Not that Kaitlin went all the way. She was a virgin and holding onto it for reasons I didn’t get, but she would, at least, give me a hand job, and sometimes if I made her come with my fingers, she would lick my dick a little.
 
 I liked Kaitlin enough. She was cool and funny. We both had the same goals. I think the whole sex thing was more about an irrational fear that, even with a condom, she might get pregnant and trash her whole life plan. She wanted to be a lawyer.
 
 I was cool with it.
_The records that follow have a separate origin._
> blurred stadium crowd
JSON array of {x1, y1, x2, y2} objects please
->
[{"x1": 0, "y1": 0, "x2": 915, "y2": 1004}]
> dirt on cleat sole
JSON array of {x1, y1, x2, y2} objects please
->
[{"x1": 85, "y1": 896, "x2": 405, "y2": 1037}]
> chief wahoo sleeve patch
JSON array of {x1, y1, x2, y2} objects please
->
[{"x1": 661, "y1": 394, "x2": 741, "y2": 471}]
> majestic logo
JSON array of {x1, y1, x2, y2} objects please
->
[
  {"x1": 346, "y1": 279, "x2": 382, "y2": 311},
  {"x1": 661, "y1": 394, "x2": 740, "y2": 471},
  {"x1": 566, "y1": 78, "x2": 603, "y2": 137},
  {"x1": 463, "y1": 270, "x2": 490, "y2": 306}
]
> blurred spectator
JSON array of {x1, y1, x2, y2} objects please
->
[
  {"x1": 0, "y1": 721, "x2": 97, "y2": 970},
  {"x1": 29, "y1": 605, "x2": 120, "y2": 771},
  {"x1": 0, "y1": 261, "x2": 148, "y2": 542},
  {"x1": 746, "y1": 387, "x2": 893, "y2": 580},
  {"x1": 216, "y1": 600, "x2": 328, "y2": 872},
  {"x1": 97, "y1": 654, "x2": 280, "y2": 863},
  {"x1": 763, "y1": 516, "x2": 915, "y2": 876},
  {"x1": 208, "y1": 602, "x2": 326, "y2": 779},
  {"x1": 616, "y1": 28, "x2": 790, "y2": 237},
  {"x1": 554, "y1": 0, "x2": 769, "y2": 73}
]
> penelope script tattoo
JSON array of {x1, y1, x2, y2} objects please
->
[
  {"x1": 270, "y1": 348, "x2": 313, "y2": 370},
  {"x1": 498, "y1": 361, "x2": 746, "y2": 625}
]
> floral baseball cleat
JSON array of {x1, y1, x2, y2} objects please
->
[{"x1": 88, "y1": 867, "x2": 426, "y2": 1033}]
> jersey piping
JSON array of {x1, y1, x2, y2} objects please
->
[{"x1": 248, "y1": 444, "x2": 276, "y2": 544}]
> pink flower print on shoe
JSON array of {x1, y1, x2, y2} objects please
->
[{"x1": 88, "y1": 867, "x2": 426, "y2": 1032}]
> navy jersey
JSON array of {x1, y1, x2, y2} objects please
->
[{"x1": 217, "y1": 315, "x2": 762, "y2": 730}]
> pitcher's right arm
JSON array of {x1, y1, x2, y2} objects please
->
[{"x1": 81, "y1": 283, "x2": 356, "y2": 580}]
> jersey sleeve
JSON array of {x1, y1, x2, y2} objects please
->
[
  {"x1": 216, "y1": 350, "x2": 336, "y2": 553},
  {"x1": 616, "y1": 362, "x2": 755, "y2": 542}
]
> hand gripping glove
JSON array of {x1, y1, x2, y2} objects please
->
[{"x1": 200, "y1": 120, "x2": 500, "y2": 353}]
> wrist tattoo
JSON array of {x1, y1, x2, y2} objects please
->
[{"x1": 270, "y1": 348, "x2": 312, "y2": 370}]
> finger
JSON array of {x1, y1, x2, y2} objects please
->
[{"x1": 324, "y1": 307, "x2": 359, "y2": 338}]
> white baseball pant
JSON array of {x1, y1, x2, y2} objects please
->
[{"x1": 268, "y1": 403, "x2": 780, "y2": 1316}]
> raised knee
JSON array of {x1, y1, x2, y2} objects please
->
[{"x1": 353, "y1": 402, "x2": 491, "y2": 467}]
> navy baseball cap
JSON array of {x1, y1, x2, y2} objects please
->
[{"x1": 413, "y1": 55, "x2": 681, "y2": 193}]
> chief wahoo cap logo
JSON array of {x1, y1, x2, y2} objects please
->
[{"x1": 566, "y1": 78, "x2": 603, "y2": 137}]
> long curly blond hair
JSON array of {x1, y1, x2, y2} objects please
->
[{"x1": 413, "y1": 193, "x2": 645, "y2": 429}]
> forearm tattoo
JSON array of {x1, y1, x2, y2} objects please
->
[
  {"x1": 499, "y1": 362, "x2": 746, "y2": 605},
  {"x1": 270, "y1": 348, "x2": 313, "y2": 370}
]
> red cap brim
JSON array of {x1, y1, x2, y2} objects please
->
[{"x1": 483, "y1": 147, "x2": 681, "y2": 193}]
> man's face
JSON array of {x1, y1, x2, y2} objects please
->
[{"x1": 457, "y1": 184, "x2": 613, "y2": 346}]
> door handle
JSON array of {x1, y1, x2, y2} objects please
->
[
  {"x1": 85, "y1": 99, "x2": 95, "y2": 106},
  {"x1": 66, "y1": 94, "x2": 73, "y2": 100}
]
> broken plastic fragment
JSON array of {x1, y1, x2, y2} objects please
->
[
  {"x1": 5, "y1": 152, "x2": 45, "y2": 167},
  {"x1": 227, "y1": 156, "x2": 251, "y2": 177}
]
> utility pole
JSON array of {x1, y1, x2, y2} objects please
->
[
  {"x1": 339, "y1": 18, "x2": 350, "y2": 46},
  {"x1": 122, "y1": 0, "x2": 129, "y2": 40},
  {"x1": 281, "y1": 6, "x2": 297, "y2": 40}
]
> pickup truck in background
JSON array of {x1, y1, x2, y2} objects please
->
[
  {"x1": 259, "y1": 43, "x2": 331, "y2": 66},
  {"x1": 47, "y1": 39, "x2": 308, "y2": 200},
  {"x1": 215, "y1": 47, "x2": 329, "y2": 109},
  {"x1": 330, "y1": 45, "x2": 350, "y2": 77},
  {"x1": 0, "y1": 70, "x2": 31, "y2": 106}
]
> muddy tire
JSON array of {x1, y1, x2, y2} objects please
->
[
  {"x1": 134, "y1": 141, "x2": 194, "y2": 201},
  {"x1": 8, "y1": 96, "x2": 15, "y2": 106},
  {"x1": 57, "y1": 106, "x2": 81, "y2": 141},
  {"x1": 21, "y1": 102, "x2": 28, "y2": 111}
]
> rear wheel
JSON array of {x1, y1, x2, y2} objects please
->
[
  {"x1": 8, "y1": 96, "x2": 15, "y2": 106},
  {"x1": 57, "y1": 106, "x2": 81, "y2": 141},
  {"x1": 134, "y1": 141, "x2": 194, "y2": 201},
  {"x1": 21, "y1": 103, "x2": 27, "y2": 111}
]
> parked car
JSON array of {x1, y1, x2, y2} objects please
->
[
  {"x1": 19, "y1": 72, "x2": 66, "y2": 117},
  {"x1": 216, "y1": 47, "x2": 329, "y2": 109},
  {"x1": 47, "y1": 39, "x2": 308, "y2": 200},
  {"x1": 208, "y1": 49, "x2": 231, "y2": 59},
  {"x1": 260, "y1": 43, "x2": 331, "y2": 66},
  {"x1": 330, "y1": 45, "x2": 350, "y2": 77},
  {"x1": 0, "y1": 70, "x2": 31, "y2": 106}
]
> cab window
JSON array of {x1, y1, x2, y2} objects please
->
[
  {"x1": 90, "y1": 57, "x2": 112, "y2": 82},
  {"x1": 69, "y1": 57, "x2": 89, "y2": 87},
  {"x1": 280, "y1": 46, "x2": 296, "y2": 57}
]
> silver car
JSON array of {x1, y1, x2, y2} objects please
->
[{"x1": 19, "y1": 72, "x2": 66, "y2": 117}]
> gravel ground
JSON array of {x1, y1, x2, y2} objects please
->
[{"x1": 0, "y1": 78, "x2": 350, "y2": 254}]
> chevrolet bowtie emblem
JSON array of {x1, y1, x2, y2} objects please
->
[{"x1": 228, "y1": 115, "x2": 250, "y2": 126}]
I’d lost my virginity last year to Allison, who, after it happened, declared herself my forever girlfriend. That didn’t last more than a few months and I’d had to work hard to shake her loose.
 
 Which is why when Kaitlin and I hooked up, I was relieved. She was not going to get clingy, and we were not going to get super serious. Both of us knew we ended the day after graduation.
 
 The truth was, I doubted I had it in me to be super serious about anyone. Not now when everything was a countdown of days to my eighteenth birthday. Was I also fucked up because of my mom? Hell yes, I was.
 
 Since the day the cops had come to remove me from my home, I’d known what it meant to have no control. No power over my mother, over my life. No choice in where I got to live or how I got to live.
 
 The state controlled me.
 
 The state allowed me to live with my uncle.
 
 When I turned eighteen that would legally change. I was going to Princeton. I was going to get a job on Wall Street. I was going to have more money than Arthur Landen ever dreamed of having, and no one was going to take anything from me again.
 
 This was not something I shared with people. For five years, I’d been playing a role as the humble, grateful teenager who had been saved from my addicted mother. Good athlete, good student, Home-fucking-coming King.
 
 The only person who actually knew the truth, who could see right through me with her blue eyes, was the only person I needed to avoid. Which I had for the most part.
 
 “Marc?”
 
 I turned at the sound of my name. Ashleigh. She’d been in the shadows near the water fountain next to the boys’ room. When she stepped out so I could see her, I noticed the dress and the way her hair fell straight around her shoulders.
 
 Shit. She looked good. Not like Kaitlin. Kaitlin was sex on a stick and Ashleigh was still only fifteen. But with the makeup and the dress, it was starting to become obvious she wasn’t a kid anymore.
 
 I had this instinct to tell her she looked nice. That she was growing up.
 
 But I didn’t. I wouldn’t let myself be nice to her. Despite her hero worship of me, the fact that we lived on the same estate, and grew up together. Despite knowing she came to every one of my soccer games, which I never let on I knew, I treated her like I always treated her.
 
 Mean. Hard. A lesson in reality when princess had only known life in the castle.
 
 Now, however, I was also under orders from her father to make it clear to her there could be no attachment. Because of mychallenging circumstances.
 
 “What are you doing out here?” I asked curtly.
 
 She shrugged. “Wasn’t interested in dancing, I guess.”
 
 “Right. I can’t take you home,” I told her. “I have plans.”
 
 “It’s okay. George is going to pick me up. I guess…your plans… I guess those are with Kaitlin. Is she your girlfriend?”
 
 I winced. I didn’t talk about this kind of stuff with Ash. This world and my world at home had been separate until now. Was this what I’d been dreading? Her seeing these other aspects of my life? It didn’t matter.
 
 “Yes. She’s my girlfriend. What about it?”
 
 “Oh.” She crossed her arms over her chest. “I didn’t know.”
 
 “Why would I tell you?” I asked impatiently.
 
 Then I saw it. Her eyes got wide; her lower lip wobbled.
 
 She was hurt. Fuck me. Of course, she was. All that hero worship wasn’t just because she was lonely. She was growing up. Thinking about me, no doubt, in different ways. I wasn’t oblivious to her in a bikini, and now all that parading made sense. Why she was always prancing around me asking me how she looked.
 
 Ashleigh Landen was crushing on me. Hard.
 
 “Are you serious right now? Are you that pathetic?”